After traveling up river for about 45 minutes we stopped to visit a remote Fijian village. Here we learned some of their local customs and traditions. Out of respect, women had to cover their legs (by wearing pants, skirts or a towel wrapped around the waist) and we were not allowed to take any pictures. After we passed through the village, we took a hike back to the river through the lush rainforest.
We took the boats back down the river a bit for a refreshing swim in a deep clear pool fed by a cascading waterfall. The kids enjoyed jumping off the rocks into the pool. One of our guides climbed about three-quarters of the way to the top and then jumped in! It was quite impressive!
After a riverside lunch, we all got into tubes and headed downriver. The water was calm with some interspersed gentle rapids and a decent current kept us moving along. It was such a fun & relaxing day!
We coordinated a zip-lining adventure with Zip Fiji in Suva. My kids never get tired of zip-lining so we typically scout out a place on each trip. We were picked up at our hotel and then had about a 45-60 minute drive including picking up a few more passengers and a stop at an ATM.
We quickly got suited up, had a brief safety talk and then we were off. Although I felt safe, I will say that compared to other courses we have been on this one did not feel like it was the same quality. It did not feel as well maintained as some others we have been on and it was also a much shorter course. It was 9 lines long and we sped through. However, at the end of the 7th line, they gave us the option to rappel down from the platform and begin the course again. At first, we all thought they were joking, but they weren’t! So we rappelled down and began again which made the entire excursion seem more worthwhile. The last line over a river was my favorite!
One thing I love about zip-lining is being out in the rainforest and admiring the unique scenery. In that respect, this experience did not disappoint. But it definitely wasn’t one of my favorites either.
As I mentioned, we spent the bulk of our time in Fiji at the resort relaxing and decompressing. I spent some quality time at the gym and we all went to the spa: massages for Mike & I; facials for the kids. We biked, walked, and tested out all of the hammocks & swings.

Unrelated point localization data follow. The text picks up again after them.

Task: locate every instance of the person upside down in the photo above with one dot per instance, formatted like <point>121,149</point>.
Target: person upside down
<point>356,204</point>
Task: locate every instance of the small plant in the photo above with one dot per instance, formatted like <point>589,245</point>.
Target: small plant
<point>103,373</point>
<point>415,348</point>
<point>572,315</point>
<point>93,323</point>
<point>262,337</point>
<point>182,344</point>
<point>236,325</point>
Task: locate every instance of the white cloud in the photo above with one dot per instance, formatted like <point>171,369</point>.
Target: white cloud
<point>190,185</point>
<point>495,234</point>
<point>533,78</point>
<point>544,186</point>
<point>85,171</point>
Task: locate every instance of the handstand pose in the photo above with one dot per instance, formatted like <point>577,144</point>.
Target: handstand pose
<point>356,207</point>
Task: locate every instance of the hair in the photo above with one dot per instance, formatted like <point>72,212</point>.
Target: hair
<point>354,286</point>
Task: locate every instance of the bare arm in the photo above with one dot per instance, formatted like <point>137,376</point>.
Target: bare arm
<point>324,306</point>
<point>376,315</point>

There were lots of games set up on the beach as well as croquet and sand volleyball. The staff was great about trying to include our kids and engage them in activities. Our 9-year-old was most receptive and sometimes our 12-year-old. Our 14-year-old wasn’t really interested. But each time they ran into one of the kids they always greeted them by name which impressed me.
One of my favorite experiences at Nanuku was taking part in a traditional Fijian meke, which conjures up folk legends, spirits and history through a combination of dance and storytelling. While a lot of the Fijian landscape reminded me of the Hawaiian Islands, the history is much different and to me, that’s part of what makes our experience here unique.
Afterwards we took part in a traditional kava ceremony. We learned about the traditional and cultural significance of this earthy, pungent-tasting drink prepared from the pounded root of a pepper plant species. You’ll be greeted by a resounding “bula!” by the bete, or village priest. One at a time, we were passed a cup of kava. We had to clap three times and then gulp down the entire cup at once and feel your lips go numb and a growing sense of calm (which is normal!).